Gayrimenkul Yurtdışı Tanıtım Derneği (GİGDER) Başkanı Ömer Faruk Akbal, Haziran 2021 döneminde 4 bin 700’ü aşan satış adedi ile pandemi sonrasının en yüksek rakamına ulaştıklarını kaydediyor. Sektör olarak 2021 yılı için yabancıya konut satışında ilk kez 50 bin barajını geçmeyi hedeflediklerini vurgulayan Akbal, “Bilhassa Temmuz, Ağustos, Eylül ve Ekim’de biz yeni rekorlar bekliyoruz” diyor.
Ömer Faruk Akbal’a göre, önümüzdeki yıllarda da yabancıların konut talebi büyük bir hızla artmaya devam edecek.
Türkiye’nin pandemi yılı olan 2020’de yabancılara konut satışında yalnızca yüzde 10’luk bir düşüş yaşadığına işaret ederek, şunları söylüyor:
“Pandemi koşullarında Türkiye’nin rekabet ettiği diğer ekonomilere baktığımızda, yüzde 30, yüzde 50, yüzde 70 yatırımların düştüğü bir tablo görüyoruz birçoğunda. Türkiye’de bu rakamın yüzde 10 düşmüş olması, Türkiye’nin gayrimenkul yatırımları açısından pandemi sonrası için pozitif ayrışan ekonomilerden biri olacağını söyleyebiliriz.”
“Batı ülkelerinin payını artırmak istiyoruz”
Türkiye’den ev almak isteyen ülkeler içerisinde Körfez ve Ortadoğu ülkelerinin ağırlığı dikkat çekse de, inşaat sektörü yakın gelecekte özellikle ABD, Kanada, Avrupa ve Uzak Asya’dan daha çok yatırımcı çekme peşinde.

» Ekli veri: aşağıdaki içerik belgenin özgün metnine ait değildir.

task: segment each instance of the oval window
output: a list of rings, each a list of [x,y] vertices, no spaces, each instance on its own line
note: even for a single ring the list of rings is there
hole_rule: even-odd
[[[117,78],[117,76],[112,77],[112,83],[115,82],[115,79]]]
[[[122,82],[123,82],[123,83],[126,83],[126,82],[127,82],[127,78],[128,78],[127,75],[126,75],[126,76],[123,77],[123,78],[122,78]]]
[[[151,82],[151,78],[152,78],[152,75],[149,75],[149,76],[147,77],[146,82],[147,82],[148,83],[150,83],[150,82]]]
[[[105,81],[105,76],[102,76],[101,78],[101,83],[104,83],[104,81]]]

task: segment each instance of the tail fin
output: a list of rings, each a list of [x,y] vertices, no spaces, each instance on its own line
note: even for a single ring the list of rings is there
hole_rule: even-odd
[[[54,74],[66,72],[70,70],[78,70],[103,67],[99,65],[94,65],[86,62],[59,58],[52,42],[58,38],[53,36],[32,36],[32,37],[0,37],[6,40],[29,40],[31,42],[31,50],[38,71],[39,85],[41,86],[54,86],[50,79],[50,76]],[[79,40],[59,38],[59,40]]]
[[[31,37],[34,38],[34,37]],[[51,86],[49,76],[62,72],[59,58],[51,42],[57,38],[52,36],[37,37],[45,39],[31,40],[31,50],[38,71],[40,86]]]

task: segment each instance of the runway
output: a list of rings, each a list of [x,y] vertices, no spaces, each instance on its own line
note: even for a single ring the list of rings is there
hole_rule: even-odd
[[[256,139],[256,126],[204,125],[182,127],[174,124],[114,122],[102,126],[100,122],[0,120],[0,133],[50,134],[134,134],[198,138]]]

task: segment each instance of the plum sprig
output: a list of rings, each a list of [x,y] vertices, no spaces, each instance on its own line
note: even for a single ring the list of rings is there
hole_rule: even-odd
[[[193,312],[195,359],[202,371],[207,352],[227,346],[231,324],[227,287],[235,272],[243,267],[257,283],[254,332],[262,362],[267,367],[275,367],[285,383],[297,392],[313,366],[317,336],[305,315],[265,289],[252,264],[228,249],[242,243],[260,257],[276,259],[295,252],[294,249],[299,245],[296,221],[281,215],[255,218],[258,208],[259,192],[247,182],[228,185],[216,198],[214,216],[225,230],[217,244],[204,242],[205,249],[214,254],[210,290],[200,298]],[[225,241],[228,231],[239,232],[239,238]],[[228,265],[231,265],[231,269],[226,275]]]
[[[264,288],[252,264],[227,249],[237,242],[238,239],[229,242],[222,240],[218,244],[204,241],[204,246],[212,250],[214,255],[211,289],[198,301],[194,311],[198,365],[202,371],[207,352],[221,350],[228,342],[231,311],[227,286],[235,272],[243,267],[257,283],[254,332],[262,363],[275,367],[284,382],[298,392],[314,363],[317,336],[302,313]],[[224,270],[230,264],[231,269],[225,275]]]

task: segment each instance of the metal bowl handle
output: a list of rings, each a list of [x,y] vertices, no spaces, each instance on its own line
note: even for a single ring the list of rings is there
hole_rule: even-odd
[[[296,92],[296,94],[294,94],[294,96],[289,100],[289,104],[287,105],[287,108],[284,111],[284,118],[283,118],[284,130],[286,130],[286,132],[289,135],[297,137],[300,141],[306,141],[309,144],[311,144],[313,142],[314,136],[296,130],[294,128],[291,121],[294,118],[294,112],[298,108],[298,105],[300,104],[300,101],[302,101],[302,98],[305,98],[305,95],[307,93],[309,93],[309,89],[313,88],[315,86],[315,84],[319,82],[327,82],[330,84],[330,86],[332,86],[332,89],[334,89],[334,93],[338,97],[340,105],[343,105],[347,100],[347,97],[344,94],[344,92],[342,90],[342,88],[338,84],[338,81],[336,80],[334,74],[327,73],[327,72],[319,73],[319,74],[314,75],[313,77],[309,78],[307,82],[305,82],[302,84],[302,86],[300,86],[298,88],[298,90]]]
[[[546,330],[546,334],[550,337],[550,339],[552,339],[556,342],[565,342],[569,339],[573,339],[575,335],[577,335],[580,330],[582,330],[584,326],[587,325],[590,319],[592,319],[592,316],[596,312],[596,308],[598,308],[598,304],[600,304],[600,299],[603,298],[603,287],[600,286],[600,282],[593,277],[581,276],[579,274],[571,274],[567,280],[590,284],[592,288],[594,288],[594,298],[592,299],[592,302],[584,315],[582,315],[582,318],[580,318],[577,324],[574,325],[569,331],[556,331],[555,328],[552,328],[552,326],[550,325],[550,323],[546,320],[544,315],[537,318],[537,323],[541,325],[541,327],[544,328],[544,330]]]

Son bir yılda ABD ve Kanada’dan gelen konut talebinde yüzde 300’e varan artış yaşandığına işaret eden GİGDER Başkanı Akbal, “Biz yakın gelecekte yabancı konutta MENA Bölgesi’nin 2020 sonu itibarıyla yüzde 57 olan payını düşürüp, yüzde 25 olan Avrupa ve ABD payını artırmak istiyoruz. Ayrıca şu an yüzde 13’lerde olan Orta ve Uzak Asya’nın payının da kademeli olarak artacağını düşünüyorum” değerlendirmesinde bulunuyor.